I am lucky enough to be the Chair of Trustees for Oxfordshire education charity Quest for Learning (QfL) – so that’s where I get to spend my own charity days. Rather than just trying to fit my trustee work around my day job, these dedicated days allow me to sit down and plan with the exec team – whether that’s interrogating fundraising strategy, or researching networking opportunities, or looking at budgets. The time is used to help ensure the charity remains on a sustainable footing – which in turn means we can deliver the charity’s successful initiatives to more schools – and help more children to overcome their numeracy and literacy difficulties.
So, how can we best use charity days to their full advantage?
Here’s what I’ve learnt over my time at Quest for Learning:
- Find common ground: Look for opportunities to help that align with your values and the charity’s mission.
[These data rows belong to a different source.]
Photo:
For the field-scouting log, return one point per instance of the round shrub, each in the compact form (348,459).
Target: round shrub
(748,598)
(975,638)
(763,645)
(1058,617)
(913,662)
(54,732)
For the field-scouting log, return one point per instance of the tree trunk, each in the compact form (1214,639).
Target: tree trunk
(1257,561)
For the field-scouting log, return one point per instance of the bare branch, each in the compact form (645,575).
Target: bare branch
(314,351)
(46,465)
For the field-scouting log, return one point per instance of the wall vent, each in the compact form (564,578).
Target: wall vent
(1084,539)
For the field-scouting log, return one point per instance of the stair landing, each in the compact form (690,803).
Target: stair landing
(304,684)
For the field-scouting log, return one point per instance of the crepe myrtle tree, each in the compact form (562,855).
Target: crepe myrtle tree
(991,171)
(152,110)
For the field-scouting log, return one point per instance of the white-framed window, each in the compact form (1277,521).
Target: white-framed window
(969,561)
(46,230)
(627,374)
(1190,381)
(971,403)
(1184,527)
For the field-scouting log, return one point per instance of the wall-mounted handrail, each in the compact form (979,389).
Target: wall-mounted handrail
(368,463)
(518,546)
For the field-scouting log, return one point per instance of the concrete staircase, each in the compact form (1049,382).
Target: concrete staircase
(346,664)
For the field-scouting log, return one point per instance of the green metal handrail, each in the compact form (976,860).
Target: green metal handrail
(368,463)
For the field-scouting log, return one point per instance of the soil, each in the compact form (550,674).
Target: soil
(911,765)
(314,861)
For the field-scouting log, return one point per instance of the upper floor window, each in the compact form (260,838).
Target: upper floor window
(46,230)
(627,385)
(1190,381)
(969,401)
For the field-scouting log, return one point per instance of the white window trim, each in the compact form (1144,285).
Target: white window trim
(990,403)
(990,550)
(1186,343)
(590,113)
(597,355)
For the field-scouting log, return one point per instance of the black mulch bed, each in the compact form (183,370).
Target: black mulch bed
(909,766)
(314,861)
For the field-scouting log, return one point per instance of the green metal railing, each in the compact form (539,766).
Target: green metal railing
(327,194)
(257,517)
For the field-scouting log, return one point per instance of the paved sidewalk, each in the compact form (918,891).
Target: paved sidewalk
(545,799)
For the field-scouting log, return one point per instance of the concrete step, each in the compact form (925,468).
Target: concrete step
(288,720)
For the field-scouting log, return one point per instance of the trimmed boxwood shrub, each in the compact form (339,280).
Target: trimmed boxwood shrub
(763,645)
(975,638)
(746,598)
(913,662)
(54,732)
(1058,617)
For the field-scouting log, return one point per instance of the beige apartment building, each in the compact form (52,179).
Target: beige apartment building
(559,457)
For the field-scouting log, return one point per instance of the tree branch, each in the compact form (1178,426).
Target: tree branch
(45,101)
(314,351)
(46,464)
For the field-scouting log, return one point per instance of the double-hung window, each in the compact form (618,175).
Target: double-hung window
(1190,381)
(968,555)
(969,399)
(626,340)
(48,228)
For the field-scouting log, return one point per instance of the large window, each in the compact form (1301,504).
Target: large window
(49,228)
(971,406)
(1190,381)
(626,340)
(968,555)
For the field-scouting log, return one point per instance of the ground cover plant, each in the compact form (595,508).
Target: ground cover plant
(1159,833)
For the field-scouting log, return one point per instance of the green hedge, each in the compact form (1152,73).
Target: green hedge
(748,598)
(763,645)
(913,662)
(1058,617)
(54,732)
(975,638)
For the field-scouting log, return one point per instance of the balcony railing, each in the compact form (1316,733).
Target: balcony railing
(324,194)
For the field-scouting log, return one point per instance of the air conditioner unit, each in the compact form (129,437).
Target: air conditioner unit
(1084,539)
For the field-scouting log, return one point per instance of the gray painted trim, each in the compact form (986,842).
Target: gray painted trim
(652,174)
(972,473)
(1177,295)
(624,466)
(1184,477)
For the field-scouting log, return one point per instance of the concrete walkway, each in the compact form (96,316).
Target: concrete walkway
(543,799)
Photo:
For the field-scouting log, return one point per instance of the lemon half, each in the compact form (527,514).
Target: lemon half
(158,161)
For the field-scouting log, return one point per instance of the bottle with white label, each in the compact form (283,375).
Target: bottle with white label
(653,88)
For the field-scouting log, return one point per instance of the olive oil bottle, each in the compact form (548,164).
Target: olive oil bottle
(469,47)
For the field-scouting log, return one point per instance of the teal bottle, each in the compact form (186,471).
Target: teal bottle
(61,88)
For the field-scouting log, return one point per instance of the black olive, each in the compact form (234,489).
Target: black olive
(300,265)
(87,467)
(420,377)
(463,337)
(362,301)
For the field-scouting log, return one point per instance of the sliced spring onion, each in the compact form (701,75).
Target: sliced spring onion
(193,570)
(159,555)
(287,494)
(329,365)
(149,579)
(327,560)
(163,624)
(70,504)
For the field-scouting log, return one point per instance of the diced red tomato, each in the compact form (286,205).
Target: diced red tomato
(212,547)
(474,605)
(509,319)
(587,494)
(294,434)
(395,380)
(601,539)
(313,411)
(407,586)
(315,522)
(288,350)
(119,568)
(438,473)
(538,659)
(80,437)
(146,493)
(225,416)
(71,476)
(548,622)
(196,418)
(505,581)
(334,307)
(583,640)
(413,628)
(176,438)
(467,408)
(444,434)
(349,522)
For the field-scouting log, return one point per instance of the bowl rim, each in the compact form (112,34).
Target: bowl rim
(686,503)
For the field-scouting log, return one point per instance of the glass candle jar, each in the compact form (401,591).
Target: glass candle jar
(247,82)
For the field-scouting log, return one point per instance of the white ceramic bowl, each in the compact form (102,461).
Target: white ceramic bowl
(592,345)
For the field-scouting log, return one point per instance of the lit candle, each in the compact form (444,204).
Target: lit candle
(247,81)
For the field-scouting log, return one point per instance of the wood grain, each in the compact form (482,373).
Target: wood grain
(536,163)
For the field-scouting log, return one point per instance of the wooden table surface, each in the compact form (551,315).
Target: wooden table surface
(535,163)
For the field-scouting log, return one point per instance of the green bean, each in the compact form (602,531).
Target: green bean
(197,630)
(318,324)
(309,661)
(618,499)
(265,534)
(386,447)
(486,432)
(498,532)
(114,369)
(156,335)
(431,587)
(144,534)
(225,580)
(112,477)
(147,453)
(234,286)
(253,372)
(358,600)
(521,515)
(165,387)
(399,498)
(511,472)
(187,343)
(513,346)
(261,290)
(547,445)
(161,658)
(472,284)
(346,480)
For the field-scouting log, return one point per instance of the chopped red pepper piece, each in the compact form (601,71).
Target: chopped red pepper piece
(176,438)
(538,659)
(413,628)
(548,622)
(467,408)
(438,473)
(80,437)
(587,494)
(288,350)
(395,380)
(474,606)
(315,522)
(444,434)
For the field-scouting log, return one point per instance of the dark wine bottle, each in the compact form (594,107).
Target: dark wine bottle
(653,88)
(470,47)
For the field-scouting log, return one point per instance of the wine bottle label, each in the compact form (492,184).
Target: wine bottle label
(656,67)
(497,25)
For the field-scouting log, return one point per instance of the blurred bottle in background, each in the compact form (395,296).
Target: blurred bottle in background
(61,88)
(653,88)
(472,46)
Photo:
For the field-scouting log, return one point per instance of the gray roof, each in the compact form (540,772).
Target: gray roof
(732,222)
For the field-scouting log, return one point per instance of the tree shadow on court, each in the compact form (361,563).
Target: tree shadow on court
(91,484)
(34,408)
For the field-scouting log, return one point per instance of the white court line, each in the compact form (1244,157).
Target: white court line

When your heart is in it, the effort feels authentic.
- Roll up your sleeves and be practical: Whether it’s volunteering or fundraising, hands-on engagement makes a real impact – but it has to be based on what the charity actually needs, whether that’s being a sounding board planning for the future, active fundraising, physical endeavours, or using any other skills you have to offer.
- Commit for the long haul: Don’t make it a one-time thing. Charities need consistent help; building on what you do with a charity time after time has compound benefits for the volunteer and, more importantly, the charity. Long-term commitment ensures sustained support for charities like Quest for Learning.
- Educate and advocate: Use charity days to educate people about your cause, in my case it’s children’s literacy. I know that driving that awareness leads to more engagement, better funding for the charity and ultimately improved literacy and numeracy for children who would otherwise be struggling.
- Measure the magic: Set clear goals to make sure that the charity is getting the most from your time because it’s not just about feeling good, it’s about making a difference. I spent my most recent charity day writing this and other thought pieces, to raise awareness of Quest for Learning’s work – a tangible addition to the charity’s communications – and a new challenge for me!
Charity days are a wonderful opportunity for getting involved in something that you care about, and it does make a difference – trust me. I have thoroughly enjoyed all my charity days, and always look forward to the next as it can bring the unexpected, which I revel in! My skills are utilised in different ways, I think differently, develop, and all this is employed for a much greater good.
So when it comes to charity days – use them, don’t lose them.
Roger Copleston is Chair of Trustees for Quest for Learning.